Tralasciando le speranze di un ritorno degli investimenti e la delusione iniziale è forse arrivato il tempo di guardare al Nevegàl con occhi nuovi, contemporanei.
L’attuale politica comunale, provinciale e regionale percepisce i nuovi impianti di innevamento come il “deus ex machina” che può salvare la Valbelluna dallo spopolamento e dalla mancanza di offerta turistica (un po’ come Confindustria che guarda ad una pista da bob come motore sociale per l’alta provincia). Le soluzioni finora proposte sono però sempre le stesse e sembrano tutte ripescate da una scatola riempita quarant’anni fa e mai aggiornata.
Non serve essere dei climatologi per accorgerci che il mondo intorno a noi sta cambiando e lo sta facendo rapidamente. Basta il buonsenso, tanto caro alla politica che improvvisamente sparisce quando si tratta di investire sul territorio. Inverni sempre più piovosi, caldi e siccitosi necessitano di investimenti e politiche adeguate e non basta una nevicata copiosa a fine febbraio per recuperare l’introito di un’intera stagione.
Se la politica non vuole credere ai dati scientifici e alle proiezioni climatiche, un report di Banca d’Italia del 2022 cita testualmente che “l’innevamento artificiale rimane la strategia di adattamento principale. I nostri risultati confermano gli studi precedenti, secondo i quali non sembra essere cruciale per sostenere i flussi turistici. Inoltre, i costi di innevamento aumentano in modo non lineare con l’aumento delle temperature e, se le temperature aumentano oltre una certa soglia, l’innevamento non sarà più conveniente, soprattutto alle basse quote, le più colpite dai cambiamenti climatici.” L’ecologia incontra la banca centrale italiana e i risultati sono sorprendentemente gli stessi.

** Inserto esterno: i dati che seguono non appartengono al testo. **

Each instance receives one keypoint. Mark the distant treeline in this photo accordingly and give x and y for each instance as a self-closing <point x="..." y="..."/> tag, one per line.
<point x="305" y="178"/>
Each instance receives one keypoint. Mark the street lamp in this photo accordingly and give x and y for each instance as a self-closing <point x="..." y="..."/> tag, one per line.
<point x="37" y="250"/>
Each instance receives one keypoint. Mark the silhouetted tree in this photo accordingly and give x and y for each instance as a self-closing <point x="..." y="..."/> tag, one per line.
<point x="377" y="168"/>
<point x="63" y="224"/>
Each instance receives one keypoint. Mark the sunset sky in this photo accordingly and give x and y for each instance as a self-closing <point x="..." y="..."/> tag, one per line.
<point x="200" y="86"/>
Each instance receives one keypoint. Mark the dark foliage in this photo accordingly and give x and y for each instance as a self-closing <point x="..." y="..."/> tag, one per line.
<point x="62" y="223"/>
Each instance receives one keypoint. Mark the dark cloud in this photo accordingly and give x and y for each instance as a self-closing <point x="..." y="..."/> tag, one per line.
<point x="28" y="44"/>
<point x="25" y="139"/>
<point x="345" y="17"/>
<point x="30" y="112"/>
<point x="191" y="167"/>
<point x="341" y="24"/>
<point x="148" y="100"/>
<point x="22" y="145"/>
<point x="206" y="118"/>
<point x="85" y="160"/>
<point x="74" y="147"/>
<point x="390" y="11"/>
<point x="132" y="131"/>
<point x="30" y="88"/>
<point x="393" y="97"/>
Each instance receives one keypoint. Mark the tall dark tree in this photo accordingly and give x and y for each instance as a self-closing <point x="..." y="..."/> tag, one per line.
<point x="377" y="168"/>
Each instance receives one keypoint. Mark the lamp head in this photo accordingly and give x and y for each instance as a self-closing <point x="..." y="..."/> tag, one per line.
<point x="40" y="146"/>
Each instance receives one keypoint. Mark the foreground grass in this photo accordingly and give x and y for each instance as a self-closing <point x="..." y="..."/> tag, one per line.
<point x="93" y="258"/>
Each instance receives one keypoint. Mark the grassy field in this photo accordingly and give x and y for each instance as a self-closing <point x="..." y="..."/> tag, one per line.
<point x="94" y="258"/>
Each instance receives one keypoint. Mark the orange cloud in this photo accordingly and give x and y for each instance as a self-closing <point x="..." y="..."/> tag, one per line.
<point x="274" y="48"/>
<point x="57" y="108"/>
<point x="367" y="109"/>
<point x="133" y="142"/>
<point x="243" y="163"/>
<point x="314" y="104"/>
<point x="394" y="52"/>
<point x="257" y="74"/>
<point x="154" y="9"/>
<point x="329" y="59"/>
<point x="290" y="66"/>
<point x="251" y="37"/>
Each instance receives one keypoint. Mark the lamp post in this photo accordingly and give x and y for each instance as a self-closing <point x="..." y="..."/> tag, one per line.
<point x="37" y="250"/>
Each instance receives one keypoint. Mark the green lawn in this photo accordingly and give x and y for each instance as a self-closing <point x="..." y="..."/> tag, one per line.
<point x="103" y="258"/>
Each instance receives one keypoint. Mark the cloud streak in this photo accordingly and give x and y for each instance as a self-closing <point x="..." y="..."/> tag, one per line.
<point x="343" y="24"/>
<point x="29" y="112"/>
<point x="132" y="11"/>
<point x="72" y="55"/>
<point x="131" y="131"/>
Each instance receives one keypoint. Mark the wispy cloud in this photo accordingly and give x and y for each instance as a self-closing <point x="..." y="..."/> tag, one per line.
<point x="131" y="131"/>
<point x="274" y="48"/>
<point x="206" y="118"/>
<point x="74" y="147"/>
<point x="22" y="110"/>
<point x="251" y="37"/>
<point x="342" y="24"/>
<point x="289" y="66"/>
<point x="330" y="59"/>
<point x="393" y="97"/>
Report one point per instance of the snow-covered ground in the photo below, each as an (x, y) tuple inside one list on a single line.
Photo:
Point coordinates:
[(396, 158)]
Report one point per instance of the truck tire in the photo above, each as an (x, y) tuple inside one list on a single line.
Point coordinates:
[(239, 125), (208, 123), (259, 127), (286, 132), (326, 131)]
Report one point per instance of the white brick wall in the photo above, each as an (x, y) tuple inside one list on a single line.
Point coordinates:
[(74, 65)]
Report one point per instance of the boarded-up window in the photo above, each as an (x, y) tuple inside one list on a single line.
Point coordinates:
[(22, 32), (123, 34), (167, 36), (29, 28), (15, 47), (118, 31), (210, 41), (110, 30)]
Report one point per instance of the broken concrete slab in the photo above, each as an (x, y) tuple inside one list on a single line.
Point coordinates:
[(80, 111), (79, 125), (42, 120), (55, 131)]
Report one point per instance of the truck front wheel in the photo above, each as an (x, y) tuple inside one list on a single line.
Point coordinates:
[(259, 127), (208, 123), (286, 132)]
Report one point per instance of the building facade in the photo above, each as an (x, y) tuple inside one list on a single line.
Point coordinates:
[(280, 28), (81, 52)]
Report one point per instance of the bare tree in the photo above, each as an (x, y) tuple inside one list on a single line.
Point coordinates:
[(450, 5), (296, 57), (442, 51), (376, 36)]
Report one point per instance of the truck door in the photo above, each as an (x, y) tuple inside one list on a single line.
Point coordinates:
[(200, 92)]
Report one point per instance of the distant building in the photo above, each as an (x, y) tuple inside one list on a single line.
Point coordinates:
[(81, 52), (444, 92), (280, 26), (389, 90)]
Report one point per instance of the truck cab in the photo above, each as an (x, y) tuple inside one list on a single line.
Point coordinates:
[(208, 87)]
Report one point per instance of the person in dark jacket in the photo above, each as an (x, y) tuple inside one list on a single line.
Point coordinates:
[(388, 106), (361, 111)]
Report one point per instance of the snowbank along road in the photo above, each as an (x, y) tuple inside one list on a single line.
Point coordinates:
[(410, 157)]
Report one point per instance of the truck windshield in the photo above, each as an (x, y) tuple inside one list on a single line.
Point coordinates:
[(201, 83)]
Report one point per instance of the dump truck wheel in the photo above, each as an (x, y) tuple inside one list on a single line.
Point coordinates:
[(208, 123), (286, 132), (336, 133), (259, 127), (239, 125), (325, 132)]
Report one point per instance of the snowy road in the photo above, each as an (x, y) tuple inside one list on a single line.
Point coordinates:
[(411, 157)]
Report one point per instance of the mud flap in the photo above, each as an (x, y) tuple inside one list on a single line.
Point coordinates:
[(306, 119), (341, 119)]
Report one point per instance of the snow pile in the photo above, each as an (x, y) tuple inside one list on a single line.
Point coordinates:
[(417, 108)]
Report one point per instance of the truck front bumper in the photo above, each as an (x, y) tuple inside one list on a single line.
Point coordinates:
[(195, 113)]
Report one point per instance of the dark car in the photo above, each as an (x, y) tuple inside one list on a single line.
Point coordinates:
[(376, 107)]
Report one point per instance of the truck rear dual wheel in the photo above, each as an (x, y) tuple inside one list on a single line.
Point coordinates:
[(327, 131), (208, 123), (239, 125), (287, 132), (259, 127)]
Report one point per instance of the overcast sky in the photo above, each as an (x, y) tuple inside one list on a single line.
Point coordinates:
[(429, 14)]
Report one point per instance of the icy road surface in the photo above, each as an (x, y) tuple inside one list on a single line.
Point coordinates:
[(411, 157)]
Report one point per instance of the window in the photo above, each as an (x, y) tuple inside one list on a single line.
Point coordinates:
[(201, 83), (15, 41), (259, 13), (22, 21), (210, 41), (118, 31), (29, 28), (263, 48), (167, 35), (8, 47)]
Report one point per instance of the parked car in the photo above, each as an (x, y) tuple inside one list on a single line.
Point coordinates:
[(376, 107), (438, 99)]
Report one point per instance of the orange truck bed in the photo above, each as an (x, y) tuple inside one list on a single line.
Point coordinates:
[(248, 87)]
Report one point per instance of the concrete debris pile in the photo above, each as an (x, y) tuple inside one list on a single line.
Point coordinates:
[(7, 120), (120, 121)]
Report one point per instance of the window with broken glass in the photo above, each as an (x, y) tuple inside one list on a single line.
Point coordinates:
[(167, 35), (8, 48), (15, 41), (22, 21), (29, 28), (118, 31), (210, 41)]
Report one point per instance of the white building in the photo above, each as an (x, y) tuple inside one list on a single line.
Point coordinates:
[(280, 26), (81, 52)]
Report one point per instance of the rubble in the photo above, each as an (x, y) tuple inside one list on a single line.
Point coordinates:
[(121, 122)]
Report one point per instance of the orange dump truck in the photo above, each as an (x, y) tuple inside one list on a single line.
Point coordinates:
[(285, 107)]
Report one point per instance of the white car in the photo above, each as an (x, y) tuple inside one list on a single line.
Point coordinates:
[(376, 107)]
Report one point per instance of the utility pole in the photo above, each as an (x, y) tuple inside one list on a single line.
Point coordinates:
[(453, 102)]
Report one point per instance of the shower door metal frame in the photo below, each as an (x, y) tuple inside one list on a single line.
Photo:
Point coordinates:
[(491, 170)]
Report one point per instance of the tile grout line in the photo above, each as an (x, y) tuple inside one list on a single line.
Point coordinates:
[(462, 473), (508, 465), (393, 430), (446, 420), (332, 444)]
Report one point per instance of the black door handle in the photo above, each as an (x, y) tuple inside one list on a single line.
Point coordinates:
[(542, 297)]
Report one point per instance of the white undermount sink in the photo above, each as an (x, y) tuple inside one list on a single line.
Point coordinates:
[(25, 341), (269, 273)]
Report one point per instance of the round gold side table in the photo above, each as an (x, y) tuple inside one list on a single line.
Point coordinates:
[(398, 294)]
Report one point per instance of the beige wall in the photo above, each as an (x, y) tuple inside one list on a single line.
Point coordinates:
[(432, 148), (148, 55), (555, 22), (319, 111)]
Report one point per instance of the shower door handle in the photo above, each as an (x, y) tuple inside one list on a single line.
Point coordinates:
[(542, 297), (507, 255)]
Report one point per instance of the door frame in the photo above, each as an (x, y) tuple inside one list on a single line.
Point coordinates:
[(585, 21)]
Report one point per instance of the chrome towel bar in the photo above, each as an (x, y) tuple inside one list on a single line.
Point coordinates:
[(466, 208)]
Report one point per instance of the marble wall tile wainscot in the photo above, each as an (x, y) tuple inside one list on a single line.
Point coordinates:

Oltre al lato economico, esiste anche un lato educativo che deve essere considerato e che si può estendere alla pista da fondo di Feltre o agli impianti del Monte Avena (proprio il Monte Avena ha visto aumentare la propria temperatura media di +2,5°C rispetto alla media 1960-2010, un’enormità). Insegnare uno sport ai bambini è essenziale nella crescita e nell’inserimento della società ma deve essere fatto nei luoghi e con i mezzi disponibili. Sciare su una striscia di neve in mezzo ai prati o, ancora peggio, in mezzo ad un paese, insegna che anche in mancanza di neve le tecnosoluzioni potranno garantire una linearità alle nostre esistenze. Il senso della rinuncia e il senso della gravità della crisi climatica sono in questo modo annullate dalla tecnologia che ci permette di vivere in una bolla di riti e tradizioni che non cambiano rispetto a quelle dei nostri genitori o nonni.
In conclusione, l’amministrazione comunale di Belluno si trova ad un bivio cruciale: legare il Nevegàl per i prossimi decenni ad un modello economico in parte già in partenza fallimentare oppure destagionalizzare il colle e puntare su un altro tipo di turismo che sarà principalmente estivo e basato sulle esperienze naturali che sempre più scarseggiano in contesto urbano, lasciando la stagione invernale ad un turismo dolce e già presente.
Rimane solo una questione di scelte amministrative e di ideologia politica: ignorare i dati e perseverare con modelli economici anacronistici oppure farsi testimoni di un cambiamento necessario e che possa dare veramente un futuro alle stazioni di bassa quota. Il vero fossile climatico sarà formato dalle nostre scelte fatte oggi.